November 11, 2024 · 3 min read

Besides asserting the internal states or values in memory, we sometimes assert values impacted by external systems in a test. These can become a source of flakiness as external systems are inherently unpredictable. Examples of such assertions include:

Verifying that a file has been created
Checking if a specific line of text has been written to a file
Confirming that a local database is updated with specific values
Ensuring that a process is either running or has terminated

These assertions could fail for a variety of reasons. A simple one is that it might take longer than expected for the system to perform I/O-related operations, such as spawning a process or writing to a file. The mismatch between test code execution speed and system performance means an assertion might trigger before the system has had time to respond to the action within a test.

A straightforward but imperfect solution is adding timeouts. However, knowing the exact timing to wait or pause is more of a guessing game. Too short, and tests fail prematurely; too long, and overall execution time suffers. In parameterized tests, excessive timeouts can exponentially slow down test suites.

An intuitive and more flexible solution is to wrap assertions in a retry mechanism. Instead of a single wait -> check cycle, perform the check periodically at short, frequent intervals until the assertion passes. For instance, instead of waiting 5 seconds and then checking that a file has been created at a certain location, perform a check every second until the file is found. Note that this doesn't mean we should omit timeouts altogether.
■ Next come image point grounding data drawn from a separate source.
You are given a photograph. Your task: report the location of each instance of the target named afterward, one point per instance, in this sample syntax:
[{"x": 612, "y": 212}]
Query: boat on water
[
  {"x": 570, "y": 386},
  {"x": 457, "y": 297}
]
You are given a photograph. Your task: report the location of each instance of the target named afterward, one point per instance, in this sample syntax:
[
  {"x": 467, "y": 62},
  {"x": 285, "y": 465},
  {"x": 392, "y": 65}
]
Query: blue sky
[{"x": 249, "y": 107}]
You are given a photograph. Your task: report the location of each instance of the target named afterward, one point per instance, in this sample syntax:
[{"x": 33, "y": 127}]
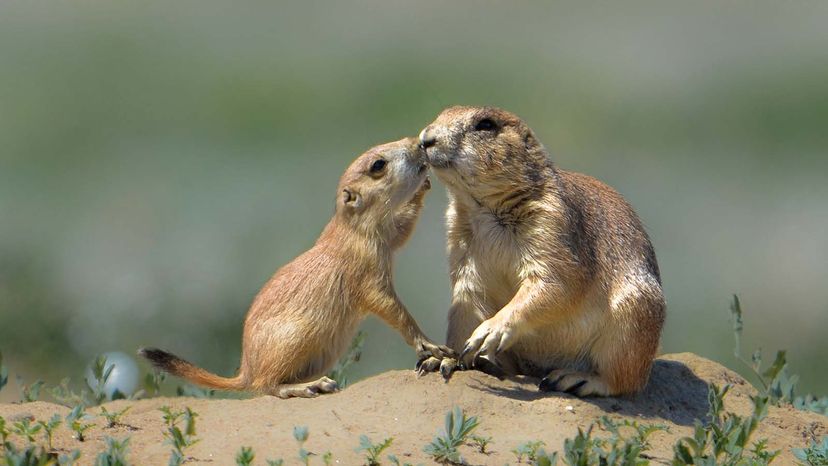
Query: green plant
[
  {"x": 25, "y": 428},
  {"x": 482, "y": 443},
  {"x": 529, "y": 450},
  {"x": 458, "y": 427},
  {"x": 4, "y": 373},
  {"x": 372, "y": 450},
  {"x": 4, "y": 432},
  {"x": 725, "y": 440},
  {"x": 49, "y": 428},
  {"x": 29, "y": 393},
  {"x": 66, "y": 396},
  {"x": 69, "y": 459},
  {"x": 816, "y": 454},
  {"x": 75, "y": 422},
  {"x": 775, "y": 383},
  {"x": 113, "y": 418},
  {"x": 396, "y": 461},
  {"x": 101, "y": 374},
  {"x": 115, "y": 454},
  {"x": 301, "y": 434},
  {"x": 245, "y": 456},
  {"x": 544, "y": 459},
  {"x": 352, "y": 356},
  {"x": 31, "y": 455},
  {"x": 179, "y": 439}
]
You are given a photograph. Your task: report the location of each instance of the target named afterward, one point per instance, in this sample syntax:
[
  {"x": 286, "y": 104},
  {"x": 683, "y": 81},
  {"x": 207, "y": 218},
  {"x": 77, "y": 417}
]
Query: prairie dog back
[
  {"x": 552, "y": 272},
  {"x": 304, "y": 317}
]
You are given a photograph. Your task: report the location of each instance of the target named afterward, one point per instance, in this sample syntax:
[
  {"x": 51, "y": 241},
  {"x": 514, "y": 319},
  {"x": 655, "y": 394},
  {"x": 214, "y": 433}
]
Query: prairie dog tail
[{"x": 176, "y": 366}]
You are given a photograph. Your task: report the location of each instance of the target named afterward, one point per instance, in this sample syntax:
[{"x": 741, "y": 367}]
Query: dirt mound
[{"x": 397, "y": 404}]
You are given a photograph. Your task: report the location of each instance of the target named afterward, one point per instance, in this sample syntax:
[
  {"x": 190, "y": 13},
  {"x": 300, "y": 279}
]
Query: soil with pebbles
[{"x": 411, "y": 410}]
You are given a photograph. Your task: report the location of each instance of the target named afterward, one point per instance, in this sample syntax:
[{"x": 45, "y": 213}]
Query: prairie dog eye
[
  {"x": 486, "y": 124},
  {"x": 378, "y": 166}
]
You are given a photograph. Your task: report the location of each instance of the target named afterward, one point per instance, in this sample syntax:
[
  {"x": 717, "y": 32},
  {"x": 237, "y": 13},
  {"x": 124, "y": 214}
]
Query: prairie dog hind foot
[
  {"x": 574, "y": 382},
  {"x": 307, "y": 390}
]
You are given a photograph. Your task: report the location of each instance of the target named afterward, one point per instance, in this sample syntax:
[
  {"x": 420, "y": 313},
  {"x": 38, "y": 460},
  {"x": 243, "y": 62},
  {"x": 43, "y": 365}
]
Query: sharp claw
[
  {"x": 446, "y": 372},
  {"x": 573, "y": 389},
  {"x": 465, "y": 351}
]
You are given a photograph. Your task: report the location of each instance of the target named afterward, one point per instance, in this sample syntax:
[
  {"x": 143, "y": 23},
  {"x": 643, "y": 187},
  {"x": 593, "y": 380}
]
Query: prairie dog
[
  {"x": 552, "y": 272},
  {"x": 305, "y": 316}
]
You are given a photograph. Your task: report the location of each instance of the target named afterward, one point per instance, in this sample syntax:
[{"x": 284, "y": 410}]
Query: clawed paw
[
  {"x": 432, "y": 358},
  {"x": 489, "y": 338},
  {"x": 573, "y": 382}
]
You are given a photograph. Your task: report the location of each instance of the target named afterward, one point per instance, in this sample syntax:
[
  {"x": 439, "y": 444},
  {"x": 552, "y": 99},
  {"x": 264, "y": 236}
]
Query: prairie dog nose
[{"x": 427, "y": 138}]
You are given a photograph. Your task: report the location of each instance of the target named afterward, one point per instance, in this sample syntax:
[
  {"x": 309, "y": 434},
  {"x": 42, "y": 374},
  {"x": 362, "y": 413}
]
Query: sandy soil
[{"x": 397, "y": 404}]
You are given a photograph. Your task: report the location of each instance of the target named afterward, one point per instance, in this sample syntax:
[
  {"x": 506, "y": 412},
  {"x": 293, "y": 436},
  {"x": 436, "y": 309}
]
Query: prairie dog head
[
  {"x": 483, "y": 151},
  {"x": 380, "y": 180}
]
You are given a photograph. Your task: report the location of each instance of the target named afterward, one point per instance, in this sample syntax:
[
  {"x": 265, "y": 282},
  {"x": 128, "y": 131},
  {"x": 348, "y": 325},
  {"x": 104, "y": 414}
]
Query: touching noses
[{"x": 427, "y": 137}]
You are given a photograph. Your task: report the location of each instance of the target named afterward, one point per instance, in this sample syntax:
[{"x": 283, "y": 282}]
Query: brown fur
[
  {"x": 304, "y": 317},
  {"x": 552, "y": 272}
]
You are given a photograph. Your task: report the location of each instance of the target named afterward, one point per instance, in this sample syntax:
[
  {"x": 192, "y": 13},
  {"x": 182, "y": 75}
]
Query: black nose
[{"x": 427, "y": 139}]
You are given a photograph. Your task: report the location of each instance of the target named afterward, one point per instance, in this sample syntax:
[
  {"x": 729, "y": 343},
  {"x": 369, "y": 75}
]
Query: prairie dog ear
[{"x": 351, "y": 198}]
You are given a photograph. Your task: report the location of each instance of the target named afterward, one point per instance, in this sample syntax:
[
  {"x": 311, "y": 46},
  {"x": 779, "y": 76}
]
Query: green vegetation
[
  {"x": 75, "y": 420},
  {"x": 774, "y": 382},
  {"x": 725, "y": 440},
  {"x": 4, "y": 373},
  {"x": 529, "y": 450},
  {"x": 816, "y": 454},
  {"x": 100, "y": 375},
  {"x": 180, "y": 440},
  {"x": 482, "y": 443},
  {"x": 113, "y": 418},
  {"x": 373, "y": 451},
  {"x": 49, "y": 428},
  {"x": 115, "y": 453},
  {"x": 245, "y": 456},
  {"x": 300, "y": 433},
  {"x": 444, "y": 448},
  {"x": 25, "y": 428}
]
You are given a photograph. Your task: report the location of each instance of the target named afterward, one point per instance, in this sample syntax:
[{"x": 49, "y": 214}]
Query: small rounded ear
[{"x": 351, "y": 198}]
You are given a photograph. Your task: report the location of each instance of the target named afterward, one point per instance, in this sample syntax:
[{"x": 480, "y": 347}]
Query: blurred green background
[{"x": 160, "y": 160}]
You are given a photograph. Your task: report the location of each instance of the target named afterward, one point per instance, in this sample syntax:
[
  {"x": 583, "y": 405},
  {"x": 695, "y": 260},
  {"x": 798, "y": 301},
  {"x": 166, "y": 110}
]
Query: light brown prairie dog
[
  {"x": 552, "y": 272},
  {"x": 305, "y": 316}
]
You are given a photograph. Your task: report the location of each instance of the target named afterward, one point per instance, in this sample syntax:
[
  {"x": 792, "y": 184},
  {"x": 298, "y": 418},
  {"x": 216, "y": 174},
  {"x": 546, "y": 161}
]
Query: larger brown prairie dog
[
  {"x": 304, "y": 317},
  {"x": 552, "y": 272}
]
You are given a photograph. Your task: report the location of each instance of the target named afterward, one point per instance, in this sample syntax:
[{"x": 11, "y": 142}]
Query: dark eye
[
  {"x": 377, "y": 166},
  {"x": 486, "y": 124}
]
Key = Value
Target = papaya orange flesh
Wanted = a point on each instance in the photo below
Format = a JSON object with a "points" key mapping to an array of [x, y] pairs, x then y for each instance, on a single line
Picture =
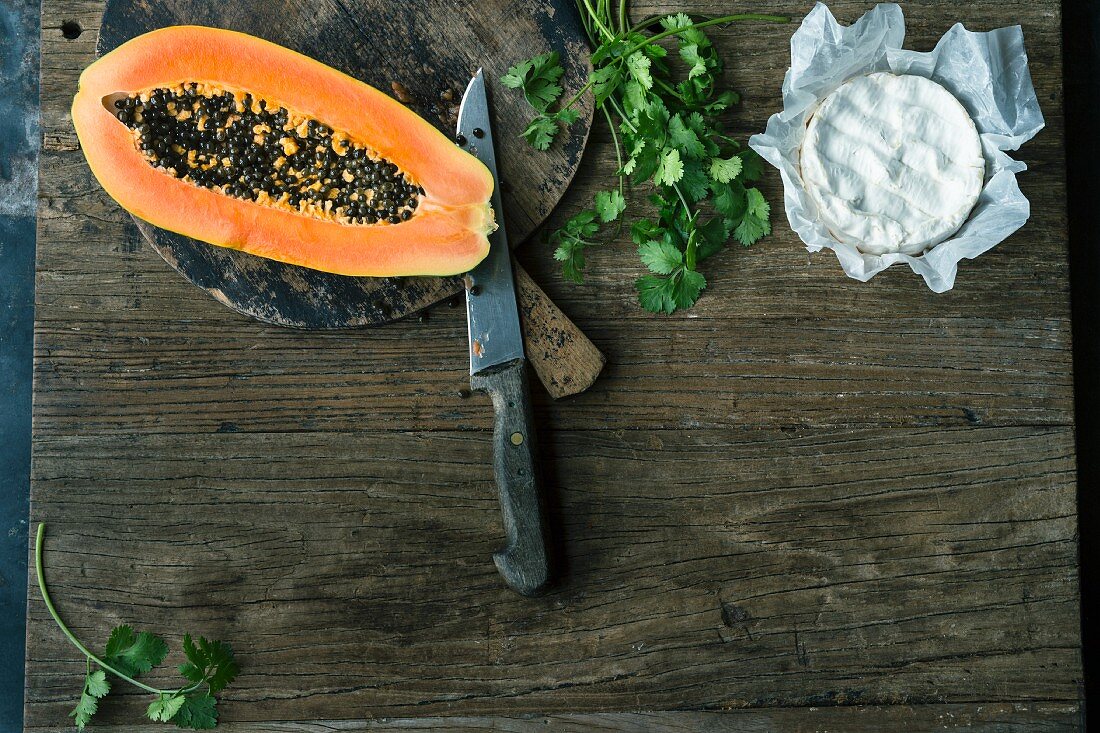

A catch-all timeout, like 5, 10, or 30 seconds, is still needed to ensure we don’t continue the check indefinitely.

Assert with retry can be implemented simply by creating an assertion function that takes in configurable parameters, such as:

A function to call until it returns a boolean value
A specified interval at which the function will be called
A timeout for terminating the check
A custom error message to raise if the timeout is reached

def assert_with_retry(func, interval=1, timeout=10, error_message="Assertion failed"):
    start_time = time.time()
    while True:
        if func():
            return
        if time.time() - start_time > timeout:
            raise AssertionError(error_message)
        time.sleep(interval)

This retry mechanism can also be adapted with back-off strategies, like Fibonacci or exponential back-off, which may improve time/compute-efficiency in certain cases.

To conclude, next time you’re tempted to add a timeout before an assertion in a test, consider wrapping the assertion with a retry mechanism for better results: if the condition is met quickly, you save time; if it isn’t, the test will fail within the same timeout limit. This approach optimizes test reliability with minimal impact on performance.